Perhaps because people are used to things slowing down when their desktop CPU creeps towards 100%, they assume that high CPU is bad.  On a dedicated application server, low CPU is bad, because it means that something is preventing that server CPU from working as hard as we'd like.  That is, we want the CPU to be working harder doing useful work.  Obviously there's no point increasing CPU work if our workload isn't processed any quicker.

So in our scenario, we can say that either (a) we're not generating the workload quickly enough to keep the CPU busy, or (b) the app is constrained by access to other resources, such as I/O on network or disk, or maybe contention around locking constructs.  Either way, we need to do some work to relieve that constraint and get the CPU working harder.

2. Asymmetric CPU usage

I'm sure I don't need to say why parallelism is important.  We in the software industry need to get much better at concurrent programming I think.  Most of us now have multiple CPU cores in our development machines.  That means, if we don't look in the right places, we might get a misleading view of the CPU usage in our applications.

It's surprisingly easy to build a .NET application that does most of its work on one specific thread.  This is particularly true of a Windows Forms desktop application.  I've seen apps that, although written in C#, were essentially VB6 apps because only the UI thread was used for doing any work.  On a dual-core machine, you might see something like this in task manager…

asymmetric

If you only ever look at an aggregated CPU usage value, you might be proud of the fact that your CPU usage never goes above 50% (although as I said in point 1 this is not necessarily something to be proud of).  In fact, this is showing a real problem in the design of your app, because no matter how you upgrade your hardware you're unlikely to make this app go any faster.

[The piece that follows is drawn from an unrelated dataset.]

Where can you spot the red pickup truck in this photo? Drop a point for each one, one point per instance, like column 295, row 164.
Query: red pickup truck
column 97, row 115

I guess I should admit that, right now, the app I'm working on looks a little bit like this.  Physician heal thyself, etc.

If you're using perfmon to analyse your app's CPU usage, you'll want to use the Process object so that you can view CPU usage just for your app's process(es).  It's worth pointing out that the CPU counters in the Process object go up to more than 100%.  If you have two CPU cores in the machine, it goes to 200%, or 400% for four cores, etc.

3. Extrapolation

One of the most interesting human factors around software performance is the common belief that software performance behaves linearly as variables change.  You most often see this as people trying to extrapolate performance figures to assume how software will perform on bigger hardware, with greater data volumes, or with more concurrent users, etc.  In general, it's safest to assume that you simply cannot extrapolate.

When you're working to improve the performance of an application, you find the first problem; let's say your app slows down to the point of being unusable when you're loading a large quantity of data into it.  Someone might say "ok, we'll work on getting that data loading problem fixed.  In the meantime, you find the next slowest part of the app and work on that".  The problem with this is that "the next slowest part of the app" might well be different when you manage to get that larger quantity of data loaded.  The slowest routine to operate on 100 items may not be the slowest routine to operate on 10000 items.

In many ways, improving the performance of an application is like mending a leaky garden hose.  You find the first problem and fix it, then you see the next problem and fix that, then the next, etc.